I’ve seen those pictures, and it’s pretty amazing. It was literally gutted.
Hey, less grass to mow.
To address collector cars which I understand fairly well, it even matters what brand of car you are talking about. Virtually ever car that is painted at the factory has some degree of what we call “orange peel”. This means the paint has a faint, “pebbly” look. The surface is not completely flat. Sadly, even real expensive factory cars like Mercedes have it today. However, a custom painted can can be smoothed with extremely fine sand paper and buffed to a flat surface that is like a mirror. I amuse myself by looking at car’s paint jobs that I can see when walking by. There is an easy trick to seeing how good the paint is by looking at the reflection of thin lines, like overhead wires. If the line is perfectly straight then there is no orange peel. If it is jagged (like computer jaggies) it has orange peel. (Trust me - it will).

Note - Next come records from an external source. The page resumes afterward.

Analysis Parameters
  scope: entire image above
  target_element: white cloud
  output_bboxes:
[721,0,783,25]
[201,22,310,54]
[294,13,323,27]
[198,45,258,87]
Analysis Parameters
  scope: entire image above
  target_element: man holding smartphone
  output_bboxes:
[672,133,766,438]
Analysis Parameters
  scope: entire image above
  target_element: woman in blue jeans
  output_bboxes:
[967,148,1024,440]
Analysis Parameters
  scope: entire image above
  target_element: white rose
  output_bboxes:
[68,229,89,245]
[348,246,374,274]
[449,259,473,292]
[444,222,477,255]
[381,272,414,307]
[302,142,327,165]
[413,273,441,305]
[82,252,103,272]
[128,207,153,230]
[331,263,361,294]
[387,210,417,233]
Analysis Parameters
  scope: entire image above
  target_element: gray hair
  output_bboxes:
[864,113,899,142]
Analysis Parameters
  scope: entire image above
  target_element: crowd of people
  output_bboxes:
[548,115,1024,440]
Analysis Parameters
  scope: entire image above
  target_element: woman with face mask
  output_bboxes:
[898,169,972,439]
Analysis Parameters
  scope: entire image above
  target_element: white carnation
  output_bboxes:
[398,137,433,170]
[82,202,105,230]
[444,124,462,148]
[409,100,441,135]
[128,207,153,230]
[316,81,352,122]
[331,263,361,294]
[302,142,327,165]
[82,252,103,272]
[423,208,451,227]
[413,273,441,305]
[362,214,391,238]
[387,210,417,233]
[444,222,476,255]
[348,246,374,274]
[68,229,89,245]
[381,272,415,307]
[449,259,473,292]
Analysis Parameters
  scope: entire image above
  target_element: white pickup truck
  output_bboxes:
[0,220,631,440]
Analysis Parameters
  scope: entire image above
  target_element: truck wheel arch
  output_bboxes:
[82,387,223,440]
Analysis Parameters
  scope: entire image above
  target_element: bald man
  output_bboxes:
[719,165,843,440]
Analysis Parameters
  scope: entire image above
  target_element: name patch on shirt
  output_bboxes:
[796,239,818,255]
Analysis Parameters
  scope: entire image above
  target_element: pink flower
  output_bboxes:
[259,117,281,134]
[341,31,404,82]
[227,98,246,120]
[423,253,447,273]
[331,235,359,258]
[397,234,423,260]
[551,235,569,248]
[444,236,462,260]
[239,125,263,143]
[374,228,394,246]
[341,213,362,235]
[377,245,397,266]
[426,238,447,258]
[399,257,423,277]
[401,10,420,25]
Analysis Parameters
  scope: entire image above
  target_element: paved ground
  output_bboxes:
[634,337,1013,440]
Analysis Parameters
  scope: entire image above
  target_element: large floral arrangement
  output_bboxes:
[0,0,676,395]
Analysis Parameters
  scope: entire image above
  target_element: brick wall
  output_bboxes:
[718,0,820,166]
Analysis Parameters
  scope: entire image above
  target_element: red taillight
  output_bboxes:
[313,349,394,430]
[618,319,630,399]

But collector want their restored cars to look great. To resolve this the Mustang collectors down rate a car with perfect paint since no Mustang ever came with it. Even if your car has original paint it cannot be polished to full a mirror finish. HOWEVER, if you leave a small patch of orange peel, then the paint cannot be said to be perfect. So where to the Mustang owners leave a bit of orange peel? On the headlight buckets, behind the headlights. You have to show it to the judge if they ask.